Desymbolizer

A friend of mine is learning Greek before he goes to theological college, and is getting in a mess over fonts. He keeps finding that if he copies and pastes some Greek, it magically turns into transliterated Latin letters. Guess what? It’s the Symbol font problem again.

It’s 4.30am and I’m awake and jet-lagged so, to help him out, and anyone else who doesn’t have Symbol installed but may want to read some text written to require it, I’ve written the Desymbolizer.

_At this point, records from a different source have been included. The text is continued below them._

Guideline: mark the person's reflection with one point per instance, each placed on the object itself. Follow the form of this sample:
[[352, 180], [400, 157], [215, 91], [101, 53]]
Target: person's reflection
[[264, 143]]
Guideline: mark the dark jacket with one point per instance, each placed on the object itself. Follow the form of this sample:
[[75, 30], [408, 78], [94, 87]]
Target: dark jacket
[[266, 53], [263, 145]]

You paste some text designed for Symbol into the text box, and it gives it back to you as the correct Unicode codepoints (encoded as HTML numeric entities).

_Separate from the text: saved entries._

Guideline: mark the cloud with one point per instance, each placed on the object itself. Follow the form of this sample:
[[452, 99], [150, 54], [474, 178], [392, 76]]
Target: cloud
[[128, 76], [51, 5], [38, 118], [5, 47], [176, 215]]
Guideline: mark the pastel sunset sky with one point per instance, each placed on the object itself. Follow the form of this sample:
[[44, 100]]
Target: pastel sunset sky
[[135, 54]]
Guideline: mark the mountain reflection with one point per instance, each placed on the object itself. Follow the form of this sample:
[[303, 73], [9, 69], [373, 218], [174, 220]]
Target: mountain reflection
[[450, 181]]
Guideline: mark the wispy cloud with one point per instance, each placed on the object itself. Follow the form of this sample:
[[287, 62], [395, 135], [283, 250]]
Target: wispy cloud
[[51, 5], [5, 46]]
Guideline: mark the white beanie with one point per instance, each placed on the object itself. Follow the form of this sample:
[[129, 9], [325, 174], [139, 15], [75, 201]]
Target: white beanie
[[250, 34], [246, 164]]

You can try it out with text from greekbible.com.

6 thoughts on “Desymbolizer

  1. If your friend is planning on doing any Greek scholarship along the way then it is probably wise to head over to the B-Greek discussion group and learn their transliteration scheme.

    It’s in their FAQ: http://www.ibiblio.org/bgreek/faq.txt

    There are also some standardized Greek fonts for use in publication to journals. However, it depends on the journal as to which font they use for their Greek transcription.

    Yours,
    Matt

  2. Why entity codes and not the direct UTF-8 characters? Or am I missing something (which given my patchy knowledge of Unicode is entirely possible)?

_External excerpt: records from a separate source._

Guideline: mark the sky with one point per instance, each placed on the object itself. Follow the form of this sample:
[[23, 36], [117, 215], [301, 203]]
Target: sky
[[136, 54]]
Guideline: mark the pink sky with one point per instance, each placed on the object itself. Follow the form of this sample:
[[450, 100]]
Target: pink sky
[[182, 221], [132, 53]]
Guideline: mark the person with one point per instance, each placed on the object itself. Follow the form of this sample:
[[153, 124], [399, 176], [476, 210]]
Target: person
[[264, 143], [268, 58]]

  3. No particular reason – only that I didn’t want to think about how to make it possible to have a ISO-8859-1 form in a UTF-8 page (which it would have to be to use raw characters).

  4. I don’t think this is what you’re mate is after, but it’s worth knowing about anyway: this is a nifty (Word) font converter that turns Hebrew or Greek or Syriac from a number of the main “legacy” true-type fonts and converts them to the Unicode equivalents. I’ve done some pretty demanding stuff with them, it works very well. (Ususual disclaimers, YMMV, etc.)

  5. I wrote a bookmarklet to do much the same as this a few years ago. I don’t think I still have it, but it wouldn’t be hard to reconstruct. The advantage is that with one click it converts all the Symbol font text on a page to Unicode in place, and from then on you can copy and paste directly from the page without going through an intermediate stage.